Now she can feel the tears coming and is pretty sure her friends assume they are tears of laughter. Zoey has always felt nothing but loathing for that little pale child who couldn’t stand up for herself on the playground. But now, this very instant, that hate is replaced with a new forgiveness. Zoey has Sara to thank for that. She never will, though, because she’s just not the type. But at graduation, Zoey will clap extra loudly when Sara goes up to receive her diploma.
Grant Brawner arrives back in school just in time to hear the bell ring to end sixth period. He grabs his books from his locker and makes his way to his U.S. government class. He can’t stop thinking about Bobby at the maternity ward. One minute he looked like he was about to pass out, the next he was totally in control and helping Sherri get comfortable. Grant stayed while Bobby called Sherri’s parents and the couple in Miami who were going to adopt the baby. Bobby told them Sherri had gone into labor early and they should get up here. It struck Grant as the most mature conversation he had ever heard a fellow teenager hold. He felt bad for not having been nicer to Bobby. If only Bobby weren’t such a dweeb. He vowed from now on he’d be nicer to people.

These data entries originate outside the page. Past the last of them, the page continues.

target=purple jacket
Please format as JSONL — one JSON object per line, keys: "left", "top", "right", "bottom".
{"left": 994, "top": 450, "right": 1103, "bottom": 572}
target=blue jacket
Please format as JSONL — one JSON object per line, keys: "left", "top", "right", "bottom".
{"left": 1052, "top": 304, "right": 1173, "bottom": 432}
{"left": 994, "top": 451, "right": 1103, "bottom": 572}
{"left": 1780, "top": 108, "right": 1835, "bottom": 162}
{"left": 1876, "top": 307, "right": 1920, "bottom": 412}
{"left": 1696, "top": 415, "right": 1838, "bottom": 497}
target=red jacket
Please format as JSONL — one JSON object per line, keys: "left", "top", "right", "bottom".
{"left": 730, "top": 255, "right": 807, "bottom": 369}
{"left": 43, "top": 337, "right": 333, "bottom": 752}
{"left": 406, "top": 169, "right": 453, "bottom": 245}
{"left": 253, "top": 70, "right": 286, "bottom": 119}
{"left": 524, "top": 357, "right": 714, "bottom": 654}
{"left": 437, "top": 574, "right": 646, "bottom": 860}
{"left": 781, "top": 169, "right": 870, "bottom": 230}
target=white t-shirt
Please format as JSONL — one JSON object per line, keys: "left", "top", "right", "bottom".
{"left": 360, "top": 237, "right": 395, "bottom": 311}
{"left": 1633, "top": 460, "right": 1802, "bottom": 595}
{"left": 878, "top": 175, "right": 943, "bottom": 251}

He gets a whiff of BO as he hurries down the hall and realizes with disgust that it’s him. Bobby had him going so crazy that now he smells like a locker room.

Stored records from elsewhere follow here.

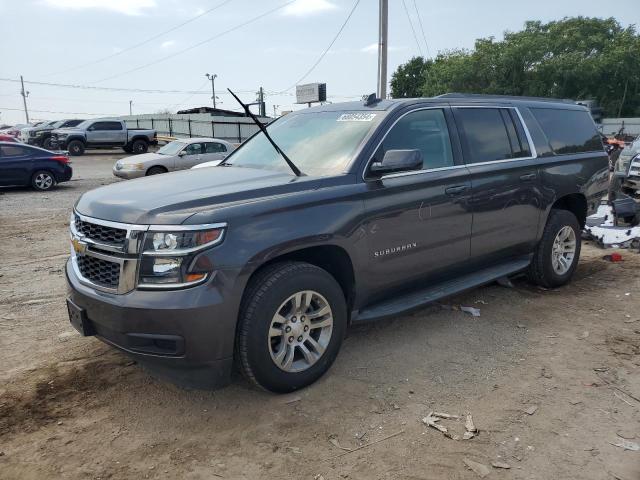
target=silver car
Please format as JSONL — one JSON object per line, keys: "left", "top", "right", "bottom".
{"left": 113, "top": 137, "right": 235, "bottom": 179}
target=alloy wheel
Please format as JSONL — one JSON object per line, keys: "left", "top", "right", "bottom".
{"left": 551, "top": 225, "right": 576, "bottom": 275}
{"left": 268, "top": 290, "right": 333, "bottom": 373}
{"left": 34, "top": 173, "right": 54, "bottom": 190}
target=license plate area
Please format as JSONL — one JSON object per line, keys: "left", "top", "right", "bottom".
{"left": 66, "top": 298, "right": 95, "bottom": 336}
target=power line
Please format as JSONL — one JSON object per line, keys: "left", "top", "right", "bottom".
{"left": 92, "top": 0, "right": 298, "bottom": 84}
{"left": 172, "top": 79, "right": 211, "bottom": 110}
{"left": 0, "top": 106, "right": 119, "bottom": 116}
{"left": 401, "top": 0, "right": 423, "bottom": 57}
{"left": 412, "top": 0, "right": 431, "bottom": 58}
{"left": 0, "top": 77, "right": 253, "bottom": 95}
{"left": 43, "top": 0, "right": 235, "bottom": 78}
{"left": 278, "top": 0, "right": 361, "bottom": 93}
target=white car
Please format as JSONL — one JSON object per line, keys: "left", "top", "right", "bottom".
{"left": 113, "top": 137, "right": 235, "bottom": 179}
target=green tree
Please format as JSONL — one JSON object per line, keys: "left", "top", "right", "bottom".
{"left": 391, "top": 17, "right": 640, "bottom": 117}
{"left": 390, "top": 56, "right": 430, "bottom": 98}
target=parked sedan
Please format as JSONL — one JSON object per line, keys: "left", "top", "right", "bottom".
{"left": 0, "top": 142, "right": 72, "bottom": 191}
{"left": 113, "top": 137, "right": 235, "bottom": 179}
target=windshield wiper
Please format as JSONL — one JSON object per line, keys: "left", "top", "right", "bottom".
{"left": 227, "top": 88, "right": 303, "bottom": 177}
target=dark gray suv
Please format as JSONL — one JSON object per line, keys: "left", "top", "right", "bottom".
{"left": 65, "top": 94, "right": 608, "bottom": 392}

Grant is so wrapped up in his thoughts that he doesn’t notice he bumps into someone until his books go flying. Of all people, it’s that girl Josie who’s always following him. He’s so out of it he doesn’t even know if he apologized. Heck, he figures it probably made her day no matter what he said or didn’t say.

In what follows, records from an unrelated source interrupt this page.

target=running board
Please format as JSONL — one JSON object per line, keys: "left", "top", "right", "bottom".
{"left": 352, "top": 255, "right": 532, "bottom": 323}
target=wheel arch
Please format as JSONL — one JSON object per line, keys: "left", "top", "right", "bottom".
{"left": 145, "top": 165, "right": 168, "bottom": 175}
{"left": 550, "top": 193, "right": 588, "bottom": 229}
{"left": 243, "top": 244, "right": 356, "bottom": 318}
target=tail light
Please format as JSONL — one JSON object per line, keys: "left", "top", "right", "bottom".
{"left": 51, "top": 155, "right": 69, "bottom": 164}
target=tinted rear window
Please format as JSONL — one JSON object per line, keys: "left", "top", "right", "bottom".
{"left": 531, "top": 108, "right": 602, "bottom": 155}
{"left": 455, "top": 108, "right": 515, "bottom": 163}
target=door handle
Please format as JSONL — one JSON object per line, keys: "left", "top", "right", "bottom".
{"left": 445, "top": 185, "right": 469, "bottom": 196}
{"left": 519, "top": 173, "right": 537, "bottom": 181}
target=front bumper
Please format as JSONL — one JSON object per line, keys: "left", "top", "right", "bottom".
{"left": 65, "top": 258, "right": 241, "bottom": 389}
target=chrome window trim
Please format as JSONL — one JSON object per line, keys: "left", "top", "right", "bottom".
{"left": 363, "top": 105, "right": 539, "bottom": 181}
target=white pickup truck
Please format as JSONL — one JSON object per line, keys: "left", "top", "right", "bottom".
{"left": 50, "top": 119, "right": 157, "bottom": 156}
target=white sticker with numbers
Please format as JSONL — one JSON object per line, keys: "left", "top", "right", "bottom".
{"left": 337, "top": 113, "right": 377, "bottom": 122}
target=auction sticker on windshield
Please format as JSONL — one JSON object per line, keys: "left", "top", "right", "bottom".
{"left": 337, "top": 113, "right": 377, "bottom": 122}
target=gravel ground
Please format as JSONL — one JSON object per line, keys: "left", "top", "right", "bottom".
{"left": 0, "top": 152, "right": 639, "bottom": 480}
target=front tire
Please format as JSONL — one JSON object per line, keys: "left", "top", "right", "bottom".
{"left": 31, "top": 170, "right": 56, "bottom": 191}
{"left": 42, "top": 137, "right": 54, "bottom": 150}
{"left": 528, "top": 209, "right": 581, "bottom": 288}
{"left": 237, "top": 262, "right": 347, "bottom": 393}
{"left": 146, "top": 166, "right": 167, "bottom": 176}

During the five minutes before seventh period, the guidance office sees more traffic than it has all year. One by one the students file in, heads down, and drop off their group therapy forms. Rob Taylor isn’t afraid that someone will see him there because the form isn’t for himself, it’s for his sister, Josie. His wounded heart is too fresh for him to realize that it might help him to talk with others who have been through the same thing. And he fully intends to change Anne’s mind. But when his teacher handed out the brochures last period he was struck by how well Josie might benefit from one of the groups. He rereads the description one more time before laying his form in the basket on top of the others.
Self-Esteem
Our level of self-esteem affects virtually everything we think, say, and do. It affects how we see the world and our place in it. It affects how others in the world see and treat us. It affects the choices we make — choices about what we will do with our lives and with whom we will be involved. It affects our ability to both give and receive love. And, it affects our ability to take action to change things that need to be changed. Accepting who we are helps us develop a healthy self-esteem and can make a huge impact on how we live our lives. A person with a healthy self-esteem is aware of her potential, knows the many facets that make her unique, and values and respects herself. More importantly, however, he or she knows that her imperfections or inadequacies are not inherently bad, and they do not become overwhelming to the point that they completely define her value as a person. He or she knows that no one’s perfect — it’s human to have limitations and make mistakes.